The clinical research facilities include the Brain Behavior Clinic, 2 Human TMS treatment suites, the TMS Unit of the fMRI Center (NI), and Stimulation/Imaging (TMS/fMRI, TMS/PET, TMS/MRS). The preclinical research facilities include pre-clinical stimulation studies, procedure suites, and the electronics shop specializing in novel device design and implementation. The clinical services include the Brain Stimulation Service at NYPH (including the expert consultation service, off-label and future approved device-based therapies, and psychiatric care/evaluation for patients receiving brain stimulation for the treatment of nonpsychiatric disorders. The Brain Stimulation Service at NYPH provides expert consultation and treatment across a broad range of approved and experimental device-based therapies for depression and other disorders. This includes compassionate-use of TMS for off-label cases, and the FDA-approved clinical use of VNS for treatment resistant depression. The educational programs include CME Courses on TMS, VNS, ECT, and future brain stimulation related topics, rotations for residents/students, and mentoring for graduate students, fellows and junior faculty.
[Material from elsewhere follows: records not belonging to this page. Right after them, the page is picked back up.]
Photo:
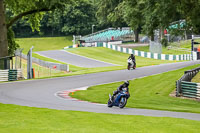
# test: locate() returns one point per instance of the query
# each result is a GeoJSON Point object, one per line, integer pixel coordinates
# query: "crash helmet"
{"type": "Point", "coordinates": [126, 83]}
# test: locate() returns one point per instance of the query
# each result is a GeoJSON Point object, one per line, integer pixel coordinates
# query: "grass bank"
{"type": "Point", "coordinates": [150, 92]}
{"type": "Point", "coordinates": [20, 119]}
{"type": "Point", "coordinates": [182, 44]}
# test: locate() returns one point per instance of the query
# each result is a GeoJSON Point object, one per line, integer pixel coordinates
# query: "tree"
{"type": "Point", "coordinates": [132, 14]}
{"type": "Point", "coordinates": [32, 10]}
{"type": "Point", "coordinates": [3, 31]}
The Division is an active training ground for education in the delivery of noninvasive brain stimulation for the study and treatment of psychiatric disorders with a constant flow of graduate students, residents, and postdocs and junior faculty developing K Award applications.
Where Are We Going?
The stages of medication development include: target identification, device development, pharmacokinetics, pharmacodynamics, safety/toxicology, and clinical trials. To place the new field of Emerging Brain Stimulation Techniques on the solid foundation of medical science, we must adapt these stages to device development. We need to understand where the magnetic and electrical fields go, how intense are they, and what impact do they have on brain function. We need to learn how to dose the stimulation to achieve specific effects on brain function. This may involve the use of functional neuroimaging and neurophysiology as tools to guide the development of the device to achieve clinically relevant effects on brain function.